In VirtualBox choose “New” and type “Windows 10 Bootcamp” and click Continue.

Change Memory to “512” MB and click Continue.

On the Hard Disk screen choose “Use an existing virtual hard disk file” browse to your home directory and select the newly created “bootstrap.vmdk”.

Installing Bootcamp, from a Virtual Machine

Now that we have scaffolded the Virtual Machine, connected the hard drive and downloaded Windows 10, it is time to install Windows 10 onto our shiny new USB SSD.

Back in VirtualBox we will need to mount the Windows 10 Installation ISO into the virtual DVD drive.

  1. Open the Virtual Machine’s Settings Panel.
  2. Select the Storage tab on the top of the Settings Panel.
  3. Select the Empty DVD Icon.
  4. Select the CD Icon next to the Optical Drive, Choose Virtual Optical Disk File and select the Windows 10 ISO file.
  5. Select OK to save the new settings.

Run the Normal Windows 10 Installation

Follow through the standard screens to begin the Windows 10 installation.

Clicking next and agreeing to the terms and conditions is all you really need to do here except for the following points:

When you meet the installation type screen, select “Custom”.

Delete exisitn

When you are asked where to install Windows, just delete any existing partitions and select “Next”.

Don’t worry, Windows can only see the USB SSD drive you assigned by VirtualBox, your Mac’s existing partitions are not accessible here.

Important! Don’t let windows restart!

Important!
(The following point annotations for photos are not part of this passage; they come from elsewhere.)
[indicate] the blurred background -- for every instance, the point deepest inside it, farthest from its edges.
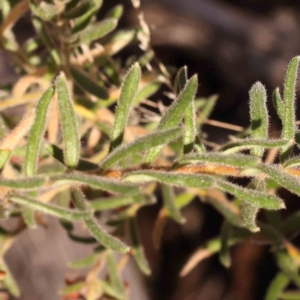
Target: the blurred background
(230, 44)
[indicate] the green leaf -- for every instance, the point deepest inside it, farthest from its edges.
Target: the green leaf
(277, 286)
(180, 80)
(259, 115)
(85, 262)
(128, 93)
(116, 12)
(170, 204)
(224, 255)
(23, 183)
(190, 114)
(190, 129)
(289, 127)
(175, 112)
(249, 211)
(139, 145)
(206, 110)
(97, 182)
(94, 227)
(146, 91)
(29, 219)
(174, 178)
(146, 58)
(284, 179)
(115, 279)
(4, 156)
(235, 160)
(253, 197)
(68, 123)
(36, 133)
(48, 208)
(244, 144)
(96, 31)
(137, 248)
(57, 153)
(278, 104)
(249, 214)
(86, 83)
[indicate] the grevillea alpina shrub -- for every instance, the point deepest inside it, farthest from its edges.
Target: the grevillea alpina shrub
(69, 145)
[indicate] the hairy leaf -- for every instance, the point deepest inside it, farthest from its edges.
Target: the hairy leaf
(175, 113)
(170, 204)
(139, 145)
(236, 160)
(137, 248)
(68, 123)
(289, 128)
(128, 93)
(36, 133)
(88, 84)
(260, 199)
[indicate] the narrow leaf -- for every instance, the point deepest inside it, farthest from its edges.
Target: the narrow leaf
(36, 133)
(86, 83)
(190, 129)
(23, 183)
(139, 145)
(137, 248)
(224, 255)
(115, 279)
(68, 123)
(48, 208)
(249, 214)
(180, 80)
(170, 205)
(116, 12)
(175, 113)
(280, 176)
(260, 199)
(97, 182)
(185, 180)
(96, 31)
(259, 115)
(278, 104)
(85, 262)
(96, 230)
(235, 160)
(289, 127)
(206, 110)
(244, 144)
(57, 153)
(128, 93)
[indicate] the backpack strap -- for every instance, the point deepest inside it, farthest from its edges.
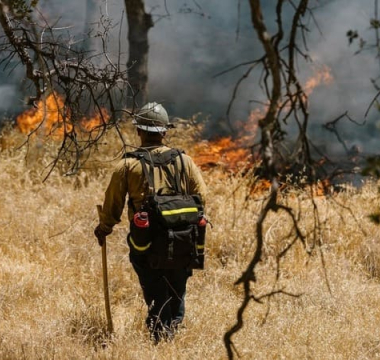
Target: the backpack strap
(162, 160)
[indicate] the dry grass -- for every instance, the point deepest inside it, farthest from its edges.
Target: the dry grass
(51, 299)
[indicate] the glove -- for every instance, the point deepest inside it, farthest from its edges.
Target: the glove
(101, 235)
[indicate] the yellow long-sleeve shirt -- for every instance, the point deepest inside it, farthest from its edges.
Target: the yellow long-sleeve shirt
(128, 179)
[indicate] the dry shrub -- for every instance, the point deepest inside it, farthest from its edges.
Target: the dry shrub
(51, 295)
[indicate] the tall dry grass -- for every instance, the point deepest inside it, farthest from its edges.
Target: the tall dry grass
(51, 296)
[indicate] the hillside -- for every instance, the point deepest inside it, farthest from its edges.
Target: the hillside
(51, 295)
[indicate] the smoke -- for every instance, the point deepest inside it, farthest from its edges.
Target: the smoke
(192, 43)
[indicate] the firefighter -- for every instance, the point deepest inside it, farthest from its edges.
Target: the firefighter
(163, 289)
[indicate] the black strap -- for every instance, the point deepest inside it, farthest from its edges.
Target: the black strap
(163, 160)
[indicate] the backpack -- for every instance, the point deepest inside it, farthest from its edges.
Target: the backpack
(170, 227)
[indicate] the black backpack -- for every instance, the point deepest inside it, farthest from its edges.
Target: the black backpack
(170, 227)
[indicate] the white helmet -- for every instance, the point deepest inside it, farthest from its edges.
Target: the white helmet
(152, 117)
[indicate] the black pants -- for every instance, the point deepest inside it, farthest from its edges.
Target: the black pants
(164, 293)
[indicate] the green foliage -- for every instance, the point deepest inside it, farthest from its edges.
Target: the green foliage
(22, 8)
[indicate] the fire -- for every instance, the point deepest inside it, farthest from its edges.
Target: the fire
(234, 153)
(46, 118)
(51, 117)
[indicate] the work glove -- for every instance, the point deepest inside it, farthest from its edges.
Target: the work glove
(101, 235)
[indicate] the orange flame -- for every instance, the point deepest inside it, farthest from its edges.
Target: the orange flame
(232, 154)
(51, 117)
(46, 118)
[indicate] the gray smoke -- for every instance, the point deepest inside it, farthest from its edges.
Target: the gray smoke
(188, 48)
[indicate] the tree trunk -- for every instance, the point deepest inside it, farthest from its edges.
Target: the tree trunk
(139, 23)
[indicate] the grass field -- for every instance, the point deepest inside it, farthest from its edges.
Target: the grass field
(51, 294)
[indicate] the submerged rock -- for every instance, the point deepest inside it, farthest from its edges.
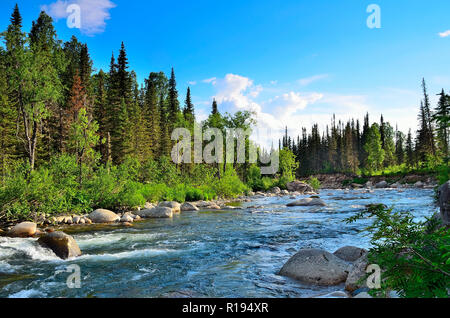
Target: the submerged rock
(156, 213)
(350, 253)
(175, 206)
(103, 216)
(316, 266)
(276, 190)
(297, 186)
(186, 207)
(24, 229)
(308, 202)
(357, 274)
(63, 245)
(382, 185)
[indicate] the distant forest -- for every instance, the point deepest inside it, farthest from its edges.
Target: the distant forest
(352, 147)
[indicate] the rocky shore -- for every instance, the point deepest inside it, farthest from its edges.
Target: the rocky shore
(344, 268)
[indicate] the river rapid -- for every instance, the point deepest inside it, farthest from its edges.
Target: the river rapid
(235, 253)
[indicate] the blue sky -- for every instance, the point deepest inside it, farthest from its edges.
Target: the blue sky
(293, 62)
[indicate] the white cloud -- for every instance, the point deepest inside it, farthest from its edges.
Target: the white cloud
(209, 80)
(309, 80)
(296, 109)
(94, 13)
(444, 34)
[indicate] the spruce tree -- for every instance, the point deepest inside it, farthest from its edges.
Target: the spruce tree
(172, 103)
(188, 110)
(441, 117)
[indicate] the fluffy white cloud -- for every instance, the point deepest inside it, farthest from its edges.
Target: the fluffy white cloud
(295, 109)
(444, 34)
(309, 80)
(94, 13)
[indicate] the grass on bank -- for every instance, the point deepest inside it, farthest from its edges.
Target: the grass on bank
(54, 188)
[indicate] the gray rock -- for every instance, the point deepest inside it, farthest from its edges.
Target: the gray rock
(24, 229)
(350, 253)
(175, 206)
(276, 190)
(297, 186)
(103, 216)
(444, 202)
(336, 294)
(308, 202)
(381, 185)
(356, 275)
(63, 245)
(127, 218)
(187, 206)
(315, 266)
(76, 219)
(156, 213)
(363, 295)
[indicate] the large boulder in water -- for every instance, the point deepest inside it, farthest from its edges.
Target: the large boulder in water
(444, 202)
(308, 202)
(186, 207)
(156, 213)
(175, 206)
(357, 274)
(350, 253)
(63, 245)
(297, 186)
(24, 229)
(382, 185)
(103, 216)
(316, 266)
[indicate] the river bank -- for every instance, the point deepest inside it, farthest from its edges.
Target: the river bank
(205, 253)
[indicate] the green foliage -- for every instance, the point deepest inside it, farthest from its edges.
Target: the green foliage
(314, 183)
(414, 257)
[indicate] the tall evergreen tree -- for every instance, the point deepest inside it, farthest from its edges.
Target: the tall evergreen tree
(442, 119)
(188, 110)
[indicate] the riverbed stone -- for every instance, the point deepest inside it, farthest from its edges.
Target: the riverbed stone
(63, 245)
(156, 213)
(356, 275)
(444, 202)
(103, 216)
(126, 218)
(350, 253)
(24, 229)
(382, 185)
(315, 266)
(297, 186)
(363, 295)
(308, 202)
(187, 206)
(276, 190)
(175, 206)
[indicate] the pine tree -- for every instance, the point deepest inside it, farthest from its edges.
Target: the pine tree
(410, 159)
(7, 121)
(83, 139)
(374, 149)
(442, 119)
(100, 111)
(215, 109)
(399, 147)
(188, 110)
(172, 102)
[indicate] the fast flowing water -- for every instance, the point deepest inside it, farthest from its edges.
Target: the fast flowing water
(203, 254)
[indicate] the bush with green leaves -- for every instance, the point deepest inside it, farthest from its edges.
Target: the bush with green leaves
(414, 256)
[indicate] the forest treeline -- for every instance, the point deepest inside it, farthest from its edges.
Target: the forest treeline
(370, 148)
Don’t let windows restart! This is the most crucial step.

This is the most crucial step to successfully installing Bootcamp on an external USB 3.0 SSD

Power off the Virtual Machine

When Windows 10 is restarting, make sure you prevent Windows restarting inside the Virtual Machine and completing the installation.

  1. When you see the VirtualBox BIOS screen select the Red Close Button
  2. Choose “Power off the machine”.
  3. Choose OK to power off the Virtual Machine.
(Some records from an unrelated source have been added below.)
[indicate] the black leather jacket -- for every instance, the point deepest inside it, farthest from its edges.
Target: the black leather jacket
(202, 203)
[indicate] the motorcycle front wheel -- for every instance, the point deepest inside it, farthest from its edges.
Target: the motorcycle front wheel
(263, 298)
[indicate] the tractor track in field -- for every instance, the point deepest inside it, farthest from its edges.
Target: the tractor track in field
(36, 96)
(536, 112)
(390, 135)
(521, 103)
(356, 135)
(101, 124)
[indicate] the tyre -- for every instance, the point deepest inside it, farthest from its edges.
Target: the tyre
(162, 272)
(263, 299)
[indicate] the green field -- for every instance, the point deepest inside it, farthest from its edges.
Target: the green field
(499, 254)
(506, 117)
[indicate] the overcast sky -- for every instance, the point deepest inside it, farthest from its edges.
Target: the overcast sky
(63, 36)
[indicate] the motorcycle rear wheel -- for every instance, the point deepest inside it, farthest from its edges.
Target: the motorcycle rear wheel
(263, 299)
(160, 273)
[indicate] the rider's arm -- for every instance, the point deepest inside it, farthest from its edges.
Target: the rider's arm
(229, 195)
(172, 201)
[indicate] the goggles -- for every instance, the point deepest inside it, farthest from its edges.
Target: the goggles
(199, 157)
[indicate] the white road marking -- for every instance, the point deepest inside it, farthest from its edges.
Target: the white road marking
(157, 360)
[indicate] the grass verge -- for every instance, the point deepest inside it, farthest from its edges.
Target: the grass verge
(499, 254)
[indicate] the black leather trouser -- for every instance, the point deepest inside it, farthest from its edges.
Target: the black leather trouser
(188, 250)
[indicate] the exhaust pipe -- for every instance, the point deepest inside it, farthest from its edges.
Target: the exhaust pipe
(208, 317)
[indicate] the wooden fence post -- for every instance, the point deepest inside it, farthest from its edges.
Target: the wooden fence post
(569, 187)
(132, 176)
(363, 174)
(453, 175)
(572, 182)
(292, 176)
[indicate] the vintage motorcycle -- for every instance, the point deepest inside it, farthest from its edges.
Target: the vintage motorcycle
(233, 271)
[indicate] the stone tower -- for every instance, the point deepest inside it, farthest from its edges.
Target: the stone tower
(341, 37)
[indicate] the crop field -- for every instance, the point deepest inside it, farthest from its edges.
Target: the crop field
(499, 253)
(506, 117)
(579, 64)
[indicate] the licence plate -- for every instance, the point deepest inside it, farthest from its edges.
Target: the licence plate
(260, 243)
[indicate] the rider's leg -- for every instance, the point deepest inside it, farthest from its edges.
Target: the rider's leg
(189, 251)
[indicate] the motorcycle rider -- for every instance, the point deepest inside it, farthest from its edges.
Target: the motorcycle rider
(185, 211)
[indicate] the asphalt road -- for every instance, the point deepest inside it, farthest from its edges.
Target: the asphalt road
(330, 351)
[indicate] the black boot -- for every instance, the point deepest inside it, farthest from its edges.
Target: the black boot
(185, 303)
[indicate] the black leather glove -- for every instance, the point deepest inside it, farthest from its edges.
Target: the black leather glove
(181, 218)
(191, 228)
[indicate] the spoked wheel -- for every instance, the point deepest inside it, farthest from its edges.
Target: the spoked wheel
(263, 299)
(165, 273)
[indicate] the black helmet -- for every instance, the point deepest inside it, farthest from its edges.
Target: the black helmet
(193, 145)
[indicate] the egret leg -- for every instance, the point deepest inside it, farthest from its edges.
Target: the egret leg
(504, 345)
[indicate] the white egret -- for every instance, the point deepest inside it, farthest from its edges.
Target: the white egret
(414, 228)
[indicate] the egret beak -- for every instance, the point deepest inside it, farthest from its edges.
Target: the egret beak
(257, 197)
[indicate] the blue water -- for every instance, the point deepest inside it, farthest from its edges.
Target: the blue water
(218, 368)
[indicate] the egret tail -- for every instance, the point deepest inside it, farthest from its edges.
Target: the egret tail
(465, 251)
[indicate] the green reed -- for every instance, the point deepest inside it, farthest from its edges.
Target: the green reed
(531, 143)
That’s enough Virtualisation!

Now that we’ve completed the first phase of the Windows 10 installation, we don’t need to use VirtualBox anymore.
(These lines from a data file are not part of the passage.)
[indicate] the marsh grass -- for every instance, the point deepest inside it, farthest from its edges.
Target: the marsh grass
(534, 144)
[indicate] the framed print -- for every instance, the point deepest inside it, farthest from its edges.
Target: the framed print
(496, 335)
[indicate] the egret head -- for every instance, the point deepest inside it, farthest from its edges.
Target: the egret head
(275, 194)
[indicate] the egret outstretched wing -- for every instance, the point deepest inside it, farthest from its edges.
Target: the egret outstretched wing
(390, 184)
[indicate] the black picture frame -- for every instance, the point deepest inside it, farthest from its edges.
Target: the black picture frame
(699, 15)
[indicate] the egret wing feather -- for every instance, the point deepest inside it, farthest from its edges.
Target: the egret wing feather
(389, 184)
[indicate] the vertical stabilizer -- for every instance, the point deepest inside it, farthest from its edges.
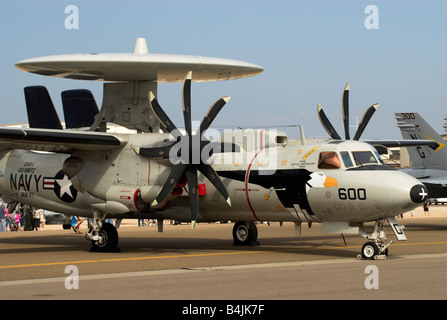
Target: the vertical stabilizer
(40, 108)
(80, 108)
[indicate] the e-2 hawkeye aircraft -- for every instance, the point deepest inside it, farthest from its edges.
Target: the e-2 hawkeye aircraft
(248, 176)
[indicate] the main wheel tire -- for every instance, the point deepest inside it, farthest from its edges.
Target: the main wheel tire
(244, 235)
(370, 250)
(110, 239)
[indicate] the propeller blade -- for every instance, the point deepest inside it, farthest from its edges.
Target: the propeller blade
(191, 176)
(175, 174)
(212, 113)
(160, 114)
(212, 176)
(154, 153)
(345, 109)
(327, 124)
(187, 102)
(366, 117)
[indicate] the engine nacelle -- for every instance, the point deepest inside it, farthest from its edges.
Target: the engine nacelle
(72, 166)
(122, 199)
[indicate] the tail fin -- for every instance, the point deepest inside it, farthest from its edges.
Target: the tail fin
(40, 108)
(79, 108)
(413, 126)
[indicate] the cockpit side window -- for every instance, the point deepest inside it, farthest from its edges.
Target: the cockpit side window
(346, 159)
(363, 157)
(329, 160)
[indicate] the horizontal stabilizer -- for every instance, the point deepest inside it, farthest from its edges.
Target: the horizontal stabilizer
(57, 140)
(40, 108)
(80, 108)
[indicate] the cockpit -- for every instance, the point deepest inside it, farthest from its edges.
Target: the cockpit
(349, 159)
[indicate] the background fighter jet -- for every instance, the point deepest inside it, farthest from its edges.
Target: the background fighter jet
(429, 163)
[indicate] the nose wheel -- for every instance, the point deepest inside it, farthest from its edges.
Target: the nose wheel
(371, 251)
(103, 235)
(377, 247)
(104, 240)
(245, 234)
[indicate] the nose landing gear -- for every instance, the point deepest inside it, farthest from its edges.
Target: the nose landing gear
(103, 235)
(377, 248)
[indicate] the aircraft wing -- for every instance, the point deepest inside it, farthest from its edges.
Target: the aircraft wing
(401, 143)
(64, 141)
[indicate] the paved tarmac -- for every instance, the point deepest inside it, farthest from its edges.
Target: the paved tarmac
(186, 264)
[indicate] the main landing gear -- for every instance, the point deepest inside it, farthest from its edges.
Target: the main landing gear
(103, 235)
(245, 234)
(377, 248)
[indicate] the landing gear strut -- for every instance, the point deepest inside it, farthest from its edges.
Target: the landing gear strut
(245, 234)
(103, 235)
(377, 248)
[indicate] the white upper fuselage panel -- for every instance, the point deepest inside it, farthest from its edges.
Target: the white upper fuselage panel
(164, 68)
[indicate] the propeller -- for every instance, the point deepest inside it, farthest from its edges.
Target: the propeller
(345, 110)
(190, 153)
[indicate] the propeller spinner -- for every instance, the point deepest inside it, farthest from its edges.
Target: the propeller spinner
(187, 153)
(345, 109)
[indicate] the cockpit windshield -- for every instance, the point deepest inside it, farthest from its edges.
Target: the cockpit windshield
(364, 157)
(329, 160)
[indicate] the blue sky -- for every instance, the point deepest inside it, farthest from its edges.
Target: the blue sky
(308, 49)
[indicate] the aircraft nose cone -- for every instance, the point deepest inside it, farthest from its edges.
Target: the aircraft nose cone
(418, 193)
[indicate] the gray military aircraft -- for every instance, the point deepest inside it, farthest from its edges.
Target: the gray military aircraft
(429, 163)
(247, 176)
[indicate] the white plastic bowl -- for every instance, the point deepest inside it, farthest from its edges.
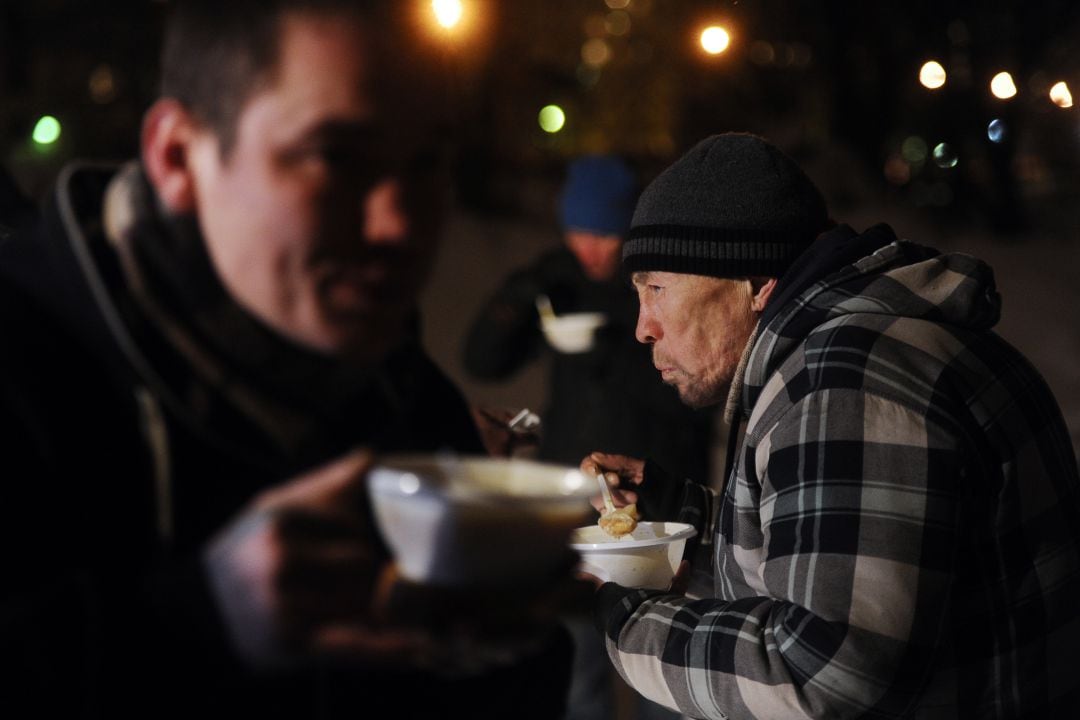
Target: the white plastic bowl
(647, 558)
(472, 520)
(572, 333)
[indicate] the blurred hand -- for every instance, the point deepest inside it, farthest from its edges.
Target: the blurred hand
(630, 471)
(294, 574)
(499, 439)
This completes all the steps required on the Mac OS X side of the installation.

Reboot your Mac into Windows

It’s now time to restart your Mac and boot into Windows 10. Power off your Mac and hold the Option key until disk icons appear onscreen.

For more info see Apple Support: Select an operating system while starting up your computer

Let Windows 10 install

If everything went well Windows 10 should start booting and begin the initial installation.

Just follow through the screens and fill in your details as required.

Windows 10 may reboot during the installation. If this occurs, make sure you press the Option Key and select the Boot Camp Drive to continue the installation.

Install Bootcamp Software

Plug in the spare USB Drive we copied the Bootcamp Software to earlier and run “AppleBCUpdate.exe”.

This will start the Bootcamp installation software to install drivers for the Apple Keyboard and Mouse, Wireless, Graphics and other devices in your system.

That’s it!

If everything went according to plan you should now be able to boot directly into Windows 10 whenever the USB SSD is connected to your computer!

My experience has been rock solid, and I can enjoy all the benefits of running Bootcamp on my Mac to run Windows Applications and Games without sacrificing the valuable storage space of the internal SSD.

Did you find this article helpful? Let me know in the comments section below!

Keep in mind Microsoft and Apple never intended for you to run Bootcamp this way. Make sure you never disconnect the USB SSD from your system while Windows is running!